The nonchalant Bengal Tiger strives to hold its own amidst the madness of
the world around it. Making the blip on the tiger pie-charts, it is found
through the length and breadth of India, the land where time stands still.
Forty protected preserves exist, stretching from the Himalayan foothills in
the north to Kerala in the south; from Rajasthan and Maharashtra in the
west to West Bengal in the east; from dry thorn forests to tropical rainforests;
from alluvial deciduous jungles to mangrove shrublands; from Bandhavgarh
home of the most tigers, to the oldest Jim Corbett habitat; from Rudyard
Kipling's enchanted jungles to the Maharajah of Jaipur's famed hunting
grounds. (Source : Sunquist et al 1999, K.U. Karanth 2001)

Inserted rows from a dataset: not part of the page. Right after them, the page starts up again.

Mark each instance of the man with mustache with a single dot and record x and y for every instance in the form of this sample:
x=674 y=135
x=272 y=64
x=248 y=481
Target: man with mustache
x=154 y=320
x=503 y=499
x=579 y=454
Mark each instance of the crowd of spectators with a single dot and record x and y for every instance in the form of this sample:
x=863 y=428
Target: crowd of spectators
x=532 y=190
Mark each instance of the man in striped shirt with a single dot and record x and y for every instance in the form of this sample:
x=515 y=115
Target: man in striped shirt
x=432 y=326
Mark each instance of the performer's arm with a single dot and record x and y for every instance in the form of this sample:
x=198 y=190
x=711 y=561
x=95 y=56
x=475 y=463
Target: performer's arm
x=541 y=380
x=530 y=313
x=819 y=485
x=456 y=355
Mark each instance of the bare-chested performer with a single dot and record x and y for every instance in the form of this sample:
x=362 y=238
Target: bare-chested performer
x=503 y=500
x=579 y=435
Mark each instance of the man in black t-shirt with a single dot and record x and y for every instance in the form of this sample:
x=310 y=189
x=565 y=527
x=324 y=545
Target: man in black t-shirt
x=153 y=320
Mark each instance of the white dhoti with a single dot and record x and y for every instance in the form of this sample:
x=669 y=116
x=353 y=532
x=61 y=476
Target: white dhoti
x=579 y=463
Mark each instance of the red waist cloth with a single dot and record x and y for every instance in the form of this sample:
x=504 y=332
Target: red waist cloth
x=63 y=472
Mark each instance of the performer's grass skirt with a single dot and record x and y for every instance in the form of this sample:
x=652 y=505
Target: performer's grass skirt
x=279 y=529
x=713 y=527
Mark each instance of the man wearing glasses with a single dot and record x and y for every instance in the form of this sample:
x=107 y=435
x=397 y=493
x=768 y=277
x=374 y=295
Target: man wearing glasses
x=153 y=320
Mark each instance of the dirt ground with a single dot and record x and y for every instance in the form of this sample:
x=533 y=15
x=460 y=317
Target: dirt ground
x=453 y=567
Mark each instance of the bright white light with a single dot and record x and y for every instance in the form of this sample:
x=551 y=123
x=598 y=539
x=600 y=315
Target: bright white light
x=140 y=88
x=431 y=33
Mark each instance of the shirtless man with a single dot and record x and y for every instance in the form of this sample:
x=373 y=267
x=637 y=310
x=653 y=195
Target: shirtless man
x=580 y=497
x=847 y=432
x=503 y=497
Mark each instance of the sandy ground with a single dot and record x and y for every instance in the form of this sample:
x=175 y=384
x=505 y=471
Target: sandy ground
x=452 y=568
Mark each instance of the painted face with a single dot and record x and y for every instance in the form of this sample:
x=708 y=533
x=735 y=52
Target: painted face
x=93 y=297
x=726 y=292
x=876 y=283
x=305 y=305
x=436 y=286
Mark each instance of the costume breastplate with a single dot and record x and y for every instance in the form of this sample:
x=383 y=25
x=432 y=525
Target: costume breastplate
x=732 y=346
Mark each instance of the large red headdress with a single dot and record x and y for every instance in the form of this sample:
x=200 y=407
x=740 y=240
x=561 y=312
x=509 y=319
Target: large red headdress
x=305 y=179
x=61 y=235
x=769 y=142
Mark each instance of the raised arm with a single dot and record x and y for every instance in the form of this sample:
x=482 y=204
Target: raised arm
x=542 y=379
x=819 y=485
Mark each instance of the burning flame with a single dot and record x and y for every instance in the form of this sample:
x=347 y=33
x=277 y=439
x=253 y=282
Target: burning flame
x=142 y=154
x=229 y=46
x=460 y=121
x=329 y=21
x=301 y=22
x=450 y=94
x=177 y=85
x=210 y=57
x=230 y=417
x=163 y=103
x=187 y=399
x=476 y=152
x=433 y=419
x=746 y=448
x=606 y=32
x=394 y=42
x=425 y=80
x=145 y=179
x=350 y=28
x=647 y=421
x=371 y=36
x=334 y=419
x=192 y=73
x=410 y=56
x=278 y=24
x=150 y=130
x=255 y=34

Its indelible pugmarks trace legend, literature and folklore - from the sacred
animal of Goddess Durga to the ancient Harappa Civilization seals; from
Bombay Natural History Society First Lithograph's 'tiger' to the 1799
lifesize automaton with movable parts of the Victoria & Albert Museum
London; from Kate Brittlebank's 'The Power of Tipu's Tiger' essay
describing it on soldiers' uniforms, coins, walls, flags and spectacular throne
"which displayed a massive gold tiger head with crystal teeth" to William
Blake's most anthologized eulogy ever known in the English language
'Tyger, Tyger Burning Bright'; from the Richard Parker life of pi
believability to the 60 cents Tiger Postal Stamp to Save Our Vanishing
Species. The proclivity of this versatile and enduring ambush predator to
survive gives safari-ecotourism the David Attenborough-esque style
adventure one can only imaginatively dream of.

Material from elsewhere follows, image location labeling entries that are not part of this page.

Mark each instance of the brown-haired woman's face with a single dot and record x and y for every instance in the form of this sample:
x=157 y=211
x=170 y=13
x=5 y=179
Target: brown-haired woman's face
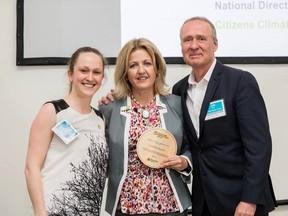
x=141 y=72
x=88 y=74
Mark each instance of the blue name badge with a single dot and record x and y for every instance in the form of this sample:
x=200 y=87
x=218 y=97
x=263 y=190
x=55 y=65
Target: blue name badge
x=216 y=109
x=65 y=131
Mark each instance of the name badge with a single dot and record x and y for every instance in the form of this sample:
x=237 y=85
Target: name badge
x=216 y=109
x=65 y=131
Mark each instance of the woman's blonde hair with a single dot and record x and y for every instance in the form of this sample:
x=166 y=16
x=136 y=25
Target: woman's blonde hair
x=122 y=85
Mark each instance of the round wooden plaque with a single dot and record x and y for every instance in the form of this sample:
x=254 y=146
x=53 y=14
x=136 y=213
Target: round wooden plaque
x=154 y=145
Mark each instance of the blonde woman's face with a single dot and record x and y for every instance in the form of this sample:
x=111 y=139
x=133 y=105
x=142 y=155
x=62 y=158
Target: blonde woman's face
x=141 y=72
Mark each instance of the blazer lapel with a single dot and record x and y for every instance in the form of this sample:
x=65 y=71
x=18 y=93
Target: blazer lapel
x=191 y=133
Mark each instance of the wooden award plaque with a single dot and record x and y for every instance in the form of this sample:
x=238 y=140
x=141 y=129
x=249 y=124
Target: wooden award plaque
x=154 y=145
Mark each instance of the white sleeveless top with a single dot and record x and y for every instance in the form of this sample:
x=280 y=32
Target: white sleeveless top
x=74 y=174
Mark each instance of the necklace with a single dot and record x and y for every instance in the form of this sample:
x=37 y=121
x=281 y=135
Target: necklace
x=145 y=111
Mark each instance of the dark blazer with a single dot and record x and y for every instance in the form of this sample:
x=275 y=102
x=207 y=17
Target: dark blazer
x=231 y=157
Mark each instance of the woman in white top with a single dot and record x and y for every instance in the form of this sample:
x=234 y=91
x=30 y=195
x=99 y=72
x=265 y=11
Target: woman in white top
x=66 y=165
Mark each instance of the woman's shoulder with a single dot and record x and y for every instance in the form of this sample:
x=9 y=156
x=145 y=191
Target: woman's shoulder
x=171 y=98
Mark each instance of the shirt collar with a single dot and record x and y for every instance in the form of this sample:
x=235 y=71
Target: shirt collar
x=191 y=79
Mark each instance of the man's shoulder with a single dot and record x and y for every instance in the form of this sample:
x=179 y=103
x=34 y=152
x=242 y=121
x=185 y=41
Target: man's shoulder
x=178 y=86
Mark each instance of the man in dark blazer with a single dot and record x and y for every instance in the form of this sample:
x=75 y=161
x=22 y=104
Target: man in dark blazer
x=227 y=126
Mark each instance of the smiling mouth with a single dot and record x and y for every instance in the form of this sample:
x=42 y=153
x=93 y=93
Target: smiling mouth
x=142 y=78
x=89 y=85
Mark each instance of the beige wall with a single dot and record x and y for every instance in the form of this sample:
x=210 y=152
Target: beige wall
x=24 y=89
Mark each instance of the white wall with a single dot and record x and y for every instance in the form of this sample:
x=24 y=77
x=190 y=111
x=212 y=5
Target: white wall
x=24 y=89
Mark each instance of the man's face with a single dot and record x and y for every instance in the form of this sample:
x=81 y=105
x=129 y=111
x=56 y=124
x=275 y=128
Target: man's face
x=198 y=45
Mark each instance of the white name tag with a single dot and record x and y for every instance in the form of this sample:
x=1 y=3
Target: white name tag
x=216 y=109
x=65 y=131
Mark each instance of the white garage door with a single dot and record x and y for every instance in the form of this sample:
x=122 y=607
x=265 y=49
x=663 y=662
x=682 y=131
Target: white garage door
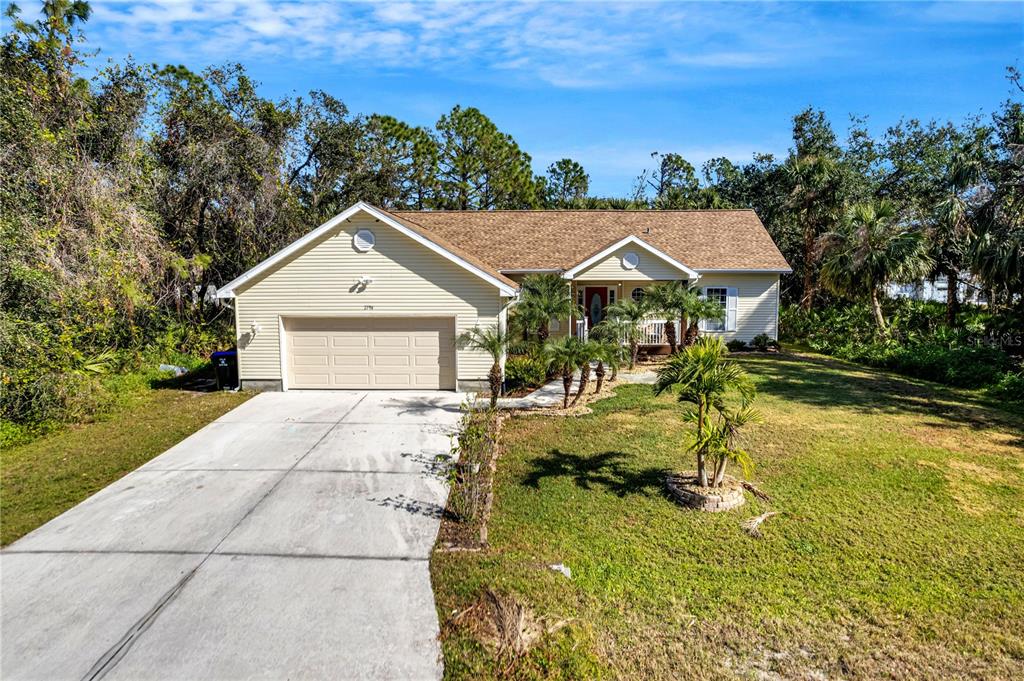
x=393 y=352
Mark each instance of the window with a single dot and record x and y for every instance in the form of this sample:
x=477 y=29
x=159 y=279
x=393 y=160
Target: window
x=720 y=296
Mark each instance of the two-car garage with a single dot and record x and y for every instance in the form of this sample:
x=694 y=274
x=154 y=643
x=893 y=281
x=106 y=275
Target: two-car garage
x=409 y=352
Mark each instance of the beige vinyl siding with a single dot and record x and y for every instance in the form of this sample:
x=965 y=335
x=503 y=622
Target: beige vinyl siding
x=757 y=304
x=650 y=267
x=409 y=281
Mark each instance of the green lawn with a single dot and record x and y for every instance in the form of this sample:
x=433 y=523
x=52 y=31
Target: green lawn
x=900 y=551
x=41 y=479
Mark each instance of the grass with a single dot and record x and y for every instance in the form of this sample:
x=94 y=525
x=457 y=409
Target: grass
x=46 y=476
x=899 y=552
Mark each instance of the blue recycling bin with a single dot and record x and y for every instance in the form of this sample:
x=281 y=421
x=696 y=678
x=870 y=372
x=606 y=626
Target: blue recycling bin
x=225 y=364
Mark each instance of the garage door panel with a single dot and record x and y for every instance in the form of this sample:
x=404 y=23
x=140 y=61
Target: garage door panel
x=390 y=352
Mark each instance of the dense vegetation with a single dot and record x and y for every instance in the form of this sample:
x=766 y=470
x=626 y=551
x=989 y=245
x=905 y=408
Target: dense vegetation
x=128 y=196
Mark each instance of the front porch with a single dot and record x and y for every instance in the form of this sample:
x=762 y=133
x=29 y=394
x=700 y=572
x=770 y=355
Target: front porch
x=594 y=298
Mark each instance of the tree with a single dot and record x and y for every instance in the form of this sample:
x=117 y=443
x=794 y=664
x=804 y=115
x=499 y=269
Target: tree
x=872 y=249
x=674 y=299
x=566 y=184
x=705 y=377
x=631 y=315
x=608 y=334
x=494 y=341
x=543 y=298
x=479 y=167
x=563 y=356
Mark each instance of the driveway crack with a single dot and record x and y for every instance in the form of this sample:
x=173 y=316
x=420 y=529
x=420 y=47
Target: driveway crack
x=117 y=652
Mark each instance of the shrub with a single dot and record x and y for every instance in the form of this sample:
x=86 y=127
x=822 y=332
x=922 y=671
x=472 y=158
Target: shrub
x=1010 y=387
x=524 y=372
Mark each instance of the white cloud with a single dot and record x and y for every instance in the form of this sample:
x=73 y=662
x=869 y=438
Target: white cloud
x=565 y=44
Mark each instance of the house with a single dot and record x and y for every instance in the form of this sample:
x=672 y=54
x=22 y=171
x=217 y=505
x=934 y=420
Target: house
x=375 y=299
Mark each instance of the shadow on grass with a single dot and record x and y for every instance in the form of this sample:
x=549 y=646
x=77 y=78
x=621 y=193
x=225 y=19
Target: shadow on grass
x=203 y=379
x=605 y=470
x=826 y=382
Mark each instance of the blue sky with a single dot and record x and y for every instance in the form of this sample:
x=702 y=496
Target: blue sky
x=604 y=83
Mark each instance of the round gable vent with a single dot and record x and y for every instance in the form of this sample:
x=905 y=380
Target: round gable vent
x=364 y=240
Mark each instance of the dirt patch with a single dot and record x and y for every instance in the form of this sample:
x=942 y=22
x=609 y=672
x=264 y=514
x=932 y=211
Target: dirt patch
x=503 y=624
x=969 y=484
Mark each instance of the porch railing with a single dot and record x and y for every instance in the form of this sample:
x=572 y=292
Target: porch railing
x=652 y=332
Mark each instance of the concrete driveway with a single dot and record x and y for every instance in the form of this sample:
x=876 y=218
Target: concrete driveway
x=289 y=539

My own first-hand experience arose late one evening whilst traveling with
my family in our white Landmaster as the Ambassador - India's road-king -
was known then, up the narrow mountain road through Nilambur bordering
the Mudumalai Forest, to the hill station Ooty, nestling high at 10,000 feet.
It would be my Richard Parker serendipity moment of miracle and magic,
too vivid to forget.

The moonless night was sultry, air-conditioners in cars unheard of back then.

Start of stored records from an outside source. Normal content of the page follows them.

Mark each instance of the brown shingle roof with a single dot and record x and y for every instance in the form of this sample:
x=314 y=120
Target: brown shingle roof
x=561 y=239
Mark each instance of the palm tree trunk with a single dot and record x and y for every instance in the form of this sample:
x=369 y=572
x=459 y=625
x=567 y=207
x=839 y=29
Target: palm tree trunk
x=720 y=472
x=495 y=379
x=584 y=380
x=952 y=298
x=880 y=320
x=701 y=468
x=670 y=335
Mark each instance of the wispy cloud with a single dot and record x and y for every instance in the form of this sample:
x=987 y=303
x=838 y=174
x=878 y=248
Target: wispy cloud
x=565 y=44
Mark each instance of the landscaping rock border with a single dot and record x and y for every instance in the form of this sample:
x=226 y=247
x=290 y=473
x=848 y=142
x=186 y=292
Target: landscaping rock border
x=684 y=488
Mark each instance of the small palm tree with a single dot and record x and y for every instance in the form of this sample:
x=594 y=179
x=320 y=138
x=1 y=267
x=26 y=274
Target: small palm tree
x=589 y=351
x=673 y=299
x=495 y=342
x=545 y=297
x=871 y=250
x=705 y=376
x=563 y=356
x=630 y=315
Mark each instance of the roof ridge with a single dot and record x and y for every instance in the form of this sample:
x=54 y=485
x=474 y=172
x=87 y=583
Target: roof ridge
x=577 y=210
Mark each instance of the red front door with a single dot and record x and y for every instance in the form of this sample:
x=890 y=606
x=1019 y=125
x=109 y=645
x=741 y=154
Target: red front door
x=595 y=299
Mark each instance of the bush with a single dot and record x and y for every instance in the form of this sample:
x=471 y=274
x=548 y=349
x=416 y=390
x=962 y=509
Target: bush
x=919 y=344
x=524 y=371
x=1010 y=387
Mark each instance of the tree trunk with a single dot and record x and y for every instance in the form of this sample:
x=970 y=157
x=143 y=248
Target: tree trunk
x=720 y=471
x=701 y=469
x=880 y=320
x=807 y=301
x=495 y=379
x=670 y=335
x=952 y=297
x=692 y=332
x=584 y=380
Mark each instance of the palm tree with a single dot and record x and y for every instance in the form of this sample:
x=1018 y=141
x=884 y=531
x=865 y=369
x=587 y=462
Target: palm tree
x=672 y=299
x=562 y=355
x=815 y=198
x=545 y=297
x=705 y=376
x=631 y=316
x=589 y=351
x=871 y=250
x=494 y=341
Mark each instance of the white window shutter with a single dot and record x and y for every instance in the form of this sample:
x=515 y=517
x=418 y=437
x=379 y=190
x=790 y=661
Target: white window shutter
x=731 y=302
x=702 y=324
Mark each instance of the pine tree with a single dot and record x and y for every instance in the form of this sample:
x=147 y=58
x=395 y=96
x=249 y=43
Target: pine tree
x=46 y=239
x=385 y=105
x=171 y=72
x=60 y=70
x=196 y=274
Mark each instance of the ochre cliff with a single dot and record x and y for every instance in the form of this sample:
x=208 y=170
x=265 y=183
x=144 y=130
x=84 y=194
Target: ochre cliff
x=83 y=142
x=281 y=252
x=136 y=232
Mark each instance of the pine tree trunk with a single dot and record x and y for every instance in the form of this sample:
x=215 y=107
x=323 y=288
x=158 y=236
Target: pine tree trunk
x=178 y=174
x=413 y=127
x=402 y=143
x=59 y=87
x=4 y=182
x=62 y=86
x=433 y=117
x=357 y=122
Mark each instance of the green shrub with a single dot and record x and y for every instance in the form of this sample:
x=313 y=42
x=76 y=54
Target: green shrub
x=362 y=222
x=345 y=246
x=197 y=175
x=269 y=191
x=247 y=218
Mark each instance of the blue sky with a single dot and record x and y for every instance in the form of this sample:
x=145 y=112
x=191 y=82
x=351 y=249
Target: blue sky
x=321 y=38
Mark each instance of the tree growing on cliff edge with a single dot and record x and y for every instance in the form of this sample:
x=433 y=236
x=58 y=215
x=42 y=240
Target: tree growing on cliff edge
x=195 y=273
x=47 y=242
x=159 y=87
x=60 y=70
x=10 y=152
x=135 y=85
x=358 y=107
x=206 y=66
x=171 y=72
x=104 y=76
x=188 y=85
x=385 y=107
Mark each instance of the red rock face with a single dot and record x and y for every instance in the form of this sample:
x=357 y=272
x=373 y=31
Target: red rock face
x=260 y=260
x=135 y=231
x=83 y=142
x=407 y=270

The road was winding, severely breached in spots due to the heavy monsoon
rains. We found ourselves perilously negotiating several hairpin bends of the
Nilgiri Mountains over steep precipices below. The car windows were rolled
all the way down to let in whatever breezes the sweltering night had to offer.
Progress was painfully slow. All conversation had ceased, the only grating
sound coming from gears disengaging. Several pairs of eyes nervously
focused on the visible stretches of road ahead. The car's moving headlamps
arched and bumped, illuminating rock, bamboo, tangle of shrubs, elephant
grass and semi-evergreens.

Suddenly, with stealthy ease, from out of nowhere, she soundlessly exploded
in one lissome movement. Had she leapt a second sooner she would have
leapt into our car window, into my face with her laboring maw. I would
remember that rapacious maw forever. The panic that gripped us was
unalloyed. How we made it to the top is another story. To describe the
flashback adequately is beyond words. It is possible the loud roar of our car
engine struggling up the steep incline must have startled her. It could be she
was on her nocturnal territorial rounds, and we were invading her space. In
that brief moment in time I froze transfixed as I saw silhouetted in our
glaring headlights, this huge 9-foot long cat-shaped creature with large head,
muscles rippling under black striped orange fur, fangs longer than my little
fingers protruding through slack open jaws, sharply clawed forepaws and
long tail fully outstretched twitching strongly, take flight, straddling the
entire double-lane road in one powerful leap. And masterfully bound out of
sight, disappearing down the gully of the steep ravine.